But now after I have everything installed and configured I think I have made a mistake by having everything on /. I would prefer to limit / to ~50GB and make a third raid 6 array /dev/md2 from the fourth partition of each disk by shrinking /dev/md1 using mdadm. I have googled a few times but I can not find any real example of how this is done. I assume that mdadm in this config will not reduce the partition size when I shrink the array. is this correct? Then how do I calculate the exact partition size to enter into fdisk? 

Am I wasting my time with trying to shrink the array this way and instead should I just copy / to a new disk and just delete the /dev/md1 and recreate and copy everything back??

----------

## drescherjm

I believe I am going to try the second method of copying a / to a different disk. Time to get out that livecd...

----------

## drescherjm

I ended up trying both methods (made two backups of my data one with cp the other with partimage) and because I did not know that the size param in mdadm --grow is in blocks I really messed up things so I ended up deleting the raid array completly and creating the new raid6 arrays and then copying the data back with cp. A word of warning if you are going to reduce the size of a partition and use partimage reduce first as partimage will not let you put a 1.2TB reiserfs filesystem with only 4.5GB used onto a 40GB partition! 

BTW, If anyone actually wants to do this in the future I believe I now know the correct steps to do this via the madam --grow comamnd, fdisk and resize_reiserfs. 

Here goes:

WARNING, I can not gaurantee that you will not loose any data if you follow these steps.

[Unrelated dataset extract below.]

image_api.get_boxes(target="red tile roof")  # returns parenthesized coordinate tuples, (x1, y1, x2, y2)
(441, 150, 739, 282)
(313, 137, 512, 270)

Step 1: Use resize_reiserfs to trim your reiserfs filesystem to a size that you know will be smaller size of the new array. You can always run resize again with no params and reiserfs will make the filesystem the size of the raid array.

# resize_reiserfs -s 10G /dev/md1

Step 2: Use fdisk to reduce the the size of the partition in question on the first disk and also while your at it create a partition for the next arrray. Record the size of the partition yor resized in number of blocks (save this for step 5).

Step 3: Duplicate the partition table on all array members:

Use sfdisk -d /dev/<first_disk> | sfdisk /dev/<next_disk> 

Warning this assumes you have/want an identical partition table on all disks. 

Step 4: Repeate step 3 for all remaining disks...

Step 5: Use the number of blocks you saved from step 2 to resize the array

# mdadm -G /dev/md1 --size=<block_count>

Step 6: Run resize_reiserfs again to reize the filesystem to the size of the array (this time no size param is needed)

# resize_reiserfs /dev/md1

Step 7:

Create the array /dev/md2. If you are at this point you should have done this a few times before but here is what I did:

# mdadm -C /dev/md2 -l6 --chunk=256 -n6 /dev/sd[abcdef]4

----------